Dan very nicely gave me a sneak peek at CV2 and I can tell you that no matter what your level of experience or knowledge happens to be, if you have an interest in coin magic, you'll find a lot to like here. Some highlights:
The coins across routine that everyone's talking about, and perhaps the first time someone has published a practical handling for this particular plot. The impression it creates is that the coins travel from hand to hand. The twist is that it's the spectator's hands, not yours. As you can see from the banner ad, your hands are still in the picture, but the routine is very clean, quite magical, and different enough to follow most other coins acrosses. I haven't seen Dan do this for the layfolk, but I expect that reactions are very good. A big step forward from CV1, both in vision and in execution. Darn impressive for a guy's second book.
But that's not my personal favorite. There's a c/s/b routine done under similar conditions, with a transposition that occurs as you drop the coins into the spectator's hands. Then, before they can react, you pick the coins up and they transpose back. It creates the impression of an instant replay, and again, should put some jaws on the floor. Along the way, Dan responds to some of the objections voiced on the Café about these routines, and has avoided any potentially confusing pocket sequences or exposure.
Or maybe you're looking for a holdout for a coin or two, one that does not require you to wear a jacket, a vest, a watch, long sleeves or anything that you don't already carry with you every day. You don't need to gaff the coins, and your total outlay to make this is a couple of bucks, at most. This is the idea from the book that gets people up and thinking as soon as they hear it.
And there's more, covering most preferences and skill levels. Overall, the skill required is what I'd consider intermediate, which means that the more impressive effects will and do require varying amounts of gaffage.
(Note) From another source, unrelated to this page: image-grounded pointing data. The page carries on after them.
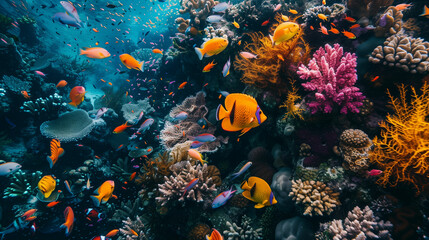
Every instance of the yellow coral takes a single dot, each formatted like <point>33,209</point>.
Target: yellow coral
<point>274,64</point>
<point>402,151</point>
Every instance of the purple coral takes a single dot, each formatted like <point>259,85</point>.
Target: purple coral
<point>332,75</point>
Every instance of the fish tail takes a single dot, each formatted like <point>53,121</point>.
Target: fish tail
<point>96,200</point>
<point>200,53</point>
<point>221,113</point>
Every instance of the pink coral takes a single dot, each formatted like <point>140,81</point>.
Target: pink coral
<point>332,76</point>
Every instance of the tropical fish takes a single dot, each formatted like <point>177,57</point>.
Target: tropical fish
<point>284,32</point>
<point>181,116</point>
<point>222,198</point>
<point>61,83</point>
<point>47,185</point>
<point>242,170</point>
<point>146,125</point>
<point>9,168</point>
<point>214,236</point>
<point>70,10</point>
<point>209,66</point>
<point>104,193</point>
<point>95,52</point>
<point>131,63</point>
<point>121,128</point>
<point>226,67</point>
<point>258,191</point>
<point>241,113</point>
<point>190,185</point>
<point>69,220</point>
<point>65,19</point>
<point>77,95</point>
<point>212,47</point>
<point>56,152</point>
<point>194,154</point>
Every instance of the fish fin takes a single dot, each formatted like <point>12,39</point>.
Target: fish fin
<point>221,113</point>
<point>200,53</point>
<point>259,205</point>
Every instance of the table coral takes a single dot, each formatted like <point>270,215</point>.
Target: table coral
<point>404,52</point>
<point>332,75</point>
<point>316,197</point>
<point>402,150</point>
<point>354,147</point>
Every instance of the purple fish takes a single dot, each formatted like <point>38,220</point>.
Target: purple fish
<point>222,198</point>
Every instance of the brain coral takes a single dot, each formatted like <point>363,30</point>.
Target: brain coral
<point>70,126</point>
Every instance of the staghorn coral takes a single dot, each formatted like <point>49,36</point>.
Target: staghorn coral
<point>182,173</point>
<point>402,149</point>
<point>45,107</point>
<point>273,63</point>
<point>404,52</point>
<point>132,111</point>
<point>22,184</point>
<point>315,196</point>
<point>354,147</point>
<point>244,231</point>
<point>70,126</point>
<point>359,224</point>
<point>197,9</point>
<point>136,225</point>
<point>389,23</point>
<point>332,77</point>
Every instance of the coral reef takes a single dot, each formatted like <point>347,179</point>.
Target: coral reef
<point>316,197</point>
<point>244,231</point>
<point>132,111</point>
<point>359,224</point>
<point>402,148</point>
<point>354,147</point>
<point>70,126</point>
<point>332,77</point>
<point>182,173</point>
<point>404,52</point>
<point>45,107</point>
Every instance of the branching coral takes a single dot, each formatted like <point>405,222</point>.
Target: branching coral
<point>359,224</point>
<point>273,64</point>
<point>316,197</point>
<point>183,173</point>
<point>402,149</point>
<point>408,53</point>
<point>354,146</point>
<point>244,231</point>
<point>332,77</point>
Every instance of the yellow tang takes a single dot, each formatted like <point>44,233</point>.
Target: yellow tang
<point>284,32</point>
<point>47,185</point>
<point>241,113</point>
<point>211,47</point>
<point>257,190</point>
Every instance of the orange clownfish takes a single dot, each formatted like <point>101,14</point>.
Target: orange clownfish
<point>56,152</point>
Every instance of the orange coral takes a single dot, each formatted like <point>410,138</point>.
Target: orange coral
<point>273,64</point>
<point>402,151</point>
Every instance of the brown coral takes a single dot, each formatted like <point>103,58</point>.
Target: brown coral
<point>316,197</point>
<point>402,150</point>
<point>273,64</point>
<point>354,147</point>
<point>393,25</point>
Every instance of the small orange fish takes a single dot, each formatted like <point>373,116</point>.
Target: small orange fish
<point>121,128</point>
<point>62,83</point>
<point>52,204</point>
<point>355,26</point>
<point>182,85</point>
<point>25,94</point>
<point>209,66</point>
<point>349,35</point>
<point>350,19</point>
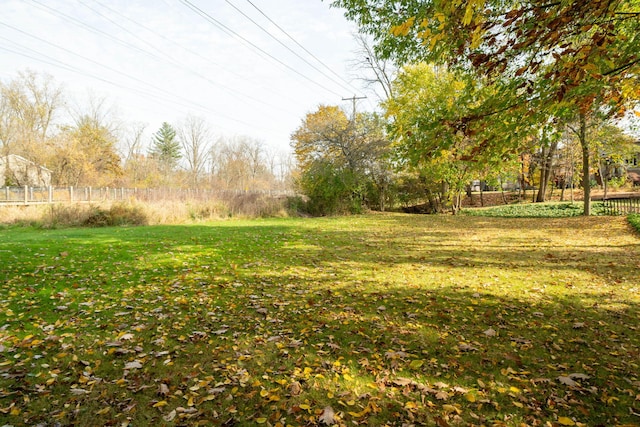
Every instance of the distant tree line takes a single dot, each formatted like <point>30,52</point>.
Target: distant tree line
<point>526,95</point>
<point>88,146</point>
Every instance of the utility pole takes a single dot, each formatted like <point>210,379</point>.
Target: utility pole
<point>354,99</point>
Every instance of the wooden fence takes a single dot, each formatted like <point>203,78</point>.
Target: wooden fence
<point>622,205</point>
<point>42,195</point>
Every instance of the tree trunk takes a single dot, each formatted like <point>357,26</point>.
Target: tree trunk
<point>545,171</point>
<point>586,181</point>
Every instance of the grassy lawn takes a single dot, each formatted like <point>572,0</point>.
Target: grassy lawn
<point>372,320</point>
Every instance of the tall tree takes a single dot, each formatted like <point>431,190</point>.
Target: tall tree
<point>165,147</point>
<point>340,158</point>
<point>195,137</point>
<point>29,105</point>
<point>85,154</point>
<point>430,137</point>
<point>541,53</point>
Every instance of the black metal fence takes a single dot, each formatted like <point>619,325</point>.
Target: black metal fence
<point>622,205</point>
<point>41,195</point>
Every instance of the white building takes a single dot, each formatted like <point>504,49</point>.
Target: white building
<point>16,171</point>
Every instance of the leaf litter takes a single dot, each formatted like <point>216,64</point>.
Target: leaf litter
<point>380,320</point>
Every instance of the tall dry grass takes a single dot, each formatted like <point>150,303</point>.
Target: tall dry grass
<point>143,213</point>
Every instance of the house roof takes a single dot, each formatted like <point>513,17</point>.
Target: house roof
<point>21,159</point>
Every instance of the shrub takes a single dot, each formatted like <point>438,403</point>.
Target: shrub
<point>634,220</point>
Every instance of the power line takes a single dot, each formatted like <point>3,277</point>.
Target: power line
<point>282,44</point>
<point>299,45</point>
<point>173,99</point>
<point>228,30</point>
<point>182,67</point>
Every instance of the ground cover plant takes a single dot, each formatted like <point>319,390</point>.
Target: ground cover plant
<point>380,320</point>
<point>537,210</point>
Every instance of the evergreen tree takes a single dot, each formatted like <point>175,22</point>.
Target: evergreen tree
<point>165,147</point>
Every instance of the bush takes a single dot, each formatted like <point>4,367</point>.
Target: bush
<point>95,216</point>
<point>536,210</point>
<point>634,220</point>
<point>331,190</point>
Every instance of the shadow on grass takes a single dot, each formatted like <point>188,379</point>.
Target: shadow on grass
<point>385,319</point>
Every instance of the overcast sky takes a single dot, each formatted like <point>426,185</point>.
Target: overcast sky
<point>161,60</point>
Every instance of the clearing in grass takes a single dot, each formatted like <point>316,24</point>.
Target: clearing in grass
<point>370,320</point>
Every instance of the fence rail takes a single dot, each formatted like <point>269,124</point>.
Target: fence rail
<point>622,205</point>
<point>42,195</point>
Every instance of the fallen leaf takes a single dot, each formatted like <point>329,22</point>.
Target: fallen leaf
<point>328,416</point>
<point>170,416</point>
<point>415,364</point>
<point>163,390</point>
<point>490,332</point>
<point>567,381</point>
<point>133,365</point>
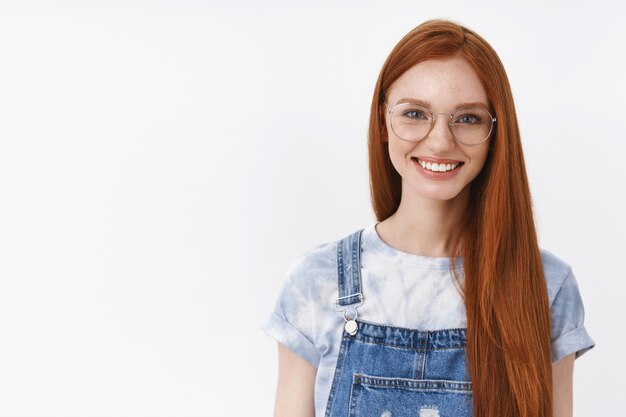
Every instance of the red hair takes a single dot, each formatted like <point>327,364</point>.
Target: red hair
<point>508,312</point>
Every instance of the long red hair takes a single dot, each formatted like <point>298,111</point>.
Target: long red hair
<point>508,312</point>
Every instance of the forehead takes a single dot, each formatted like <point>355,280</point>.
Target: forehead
<point>443,83</point>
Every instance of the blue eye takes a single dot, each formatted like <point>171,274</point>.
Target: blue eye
<point>468,119</point>
<point>414,114</point>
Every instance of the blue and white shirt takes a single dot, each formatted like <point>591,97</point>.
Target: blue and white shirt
<point>401,290</point>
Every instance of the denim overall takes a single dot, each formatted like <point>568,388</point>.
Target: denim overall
<point>385,371</point>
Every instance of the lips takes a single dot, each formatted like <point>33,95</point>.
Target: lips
<point>437,165</point>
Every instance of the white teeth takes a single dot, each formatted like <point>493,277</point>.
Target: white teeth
<point>435,167</point>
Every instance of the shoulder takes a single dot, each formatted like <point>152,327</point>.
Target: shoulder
<point>314,269</point>
<point>556,272</point>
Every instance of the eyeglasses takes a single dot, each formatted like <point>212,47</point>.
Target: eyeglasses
<point>413,122</point>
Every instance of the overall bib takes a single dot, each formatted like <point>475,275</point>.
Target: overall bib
<point>385,371</point>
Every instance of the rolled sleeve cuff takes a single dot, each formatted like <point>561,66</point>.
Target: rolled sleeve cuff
<point>577,340</point>
<point>284,332</point>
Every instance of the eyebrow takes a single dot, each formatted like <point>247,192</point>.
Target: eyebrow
<point>458,106</point>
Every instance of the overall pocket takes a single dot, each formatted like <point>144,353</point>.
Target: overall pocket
<point>376,396</point>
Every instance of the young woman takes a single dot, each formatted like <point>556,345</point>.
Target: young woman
<point>445,306</point>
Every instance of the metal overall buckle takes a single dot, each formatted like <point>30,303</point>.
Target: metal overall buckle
<point>351,326</point>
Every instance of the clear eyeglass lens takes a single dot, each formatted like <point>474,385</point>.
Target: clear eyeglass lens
<point>413,122</point>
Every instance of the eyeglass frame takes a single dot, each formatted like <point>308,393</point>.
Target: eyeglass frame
<point>450,124</point>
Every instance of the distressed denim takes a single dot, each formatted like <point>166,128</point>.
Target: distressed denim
<point>390,371</point>
<point>400,291</point>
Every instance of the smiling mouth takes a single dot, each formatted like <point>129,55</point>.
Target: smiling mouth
<point>435,167</point>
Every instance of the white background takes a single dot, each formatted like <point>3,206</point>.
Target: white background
<point>162,163</point>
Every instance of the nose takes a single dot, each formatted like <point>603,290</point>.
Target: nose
<point>440,137</point>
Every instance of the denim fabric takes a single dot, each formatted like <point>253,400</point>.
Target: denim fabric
<point>390,370</point>
<point>400,291</point>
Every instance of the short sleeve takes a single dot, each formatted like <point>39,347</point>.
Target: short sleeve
<point>291,322</point>
<point>568,333</point>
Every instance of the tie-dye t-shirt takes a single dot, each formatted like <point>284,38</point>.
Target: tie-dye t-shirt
<point>402,290</point>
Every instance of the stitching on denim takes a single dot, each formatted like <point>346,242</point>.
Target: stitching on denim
<point>364,339</point>
<point>337,375</point>
<point>419,384</point>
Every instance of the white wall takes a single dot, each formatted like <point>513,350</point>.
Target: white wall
<point>163,162</point>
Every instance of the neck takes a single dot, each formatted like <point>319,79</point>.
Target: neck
<point>423,226</point>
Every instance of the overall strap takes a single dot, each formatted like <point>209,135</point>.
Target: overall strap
<point>349,265</point>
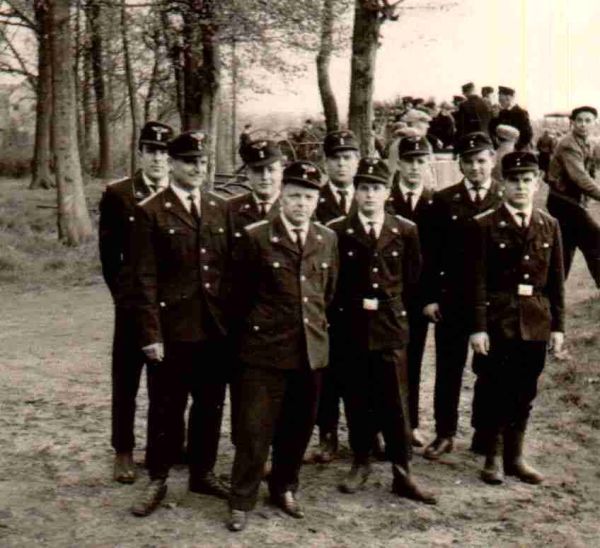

But these tools are used judiciously, and Dan does a good job squeezing a lot of effect out of each one.
The book itself is attractive, and Dan does a good job describing not only the workings of the routines, but some of the thinking behind them. He has once again deviated from the traditonal black background for the photographs, opting instead to place the photos of his hands on the same white background as the text. This tends to bring the text and photos closer together, to good effect.
Drop by Dan's site to see the delivery options. It's available as a download, or a full color hardcopy, last I heard. As I said, it's a stimulating read full of practical material, and I think you can't help but like it. See his site for more details, I believe he does warn you that to do one of the routines, you'll have to purchase a specialized gaff that you might not already own. But you'll want to after reading what it does. So there, you've been warned and hopefully, sufficiently teased. Buy it.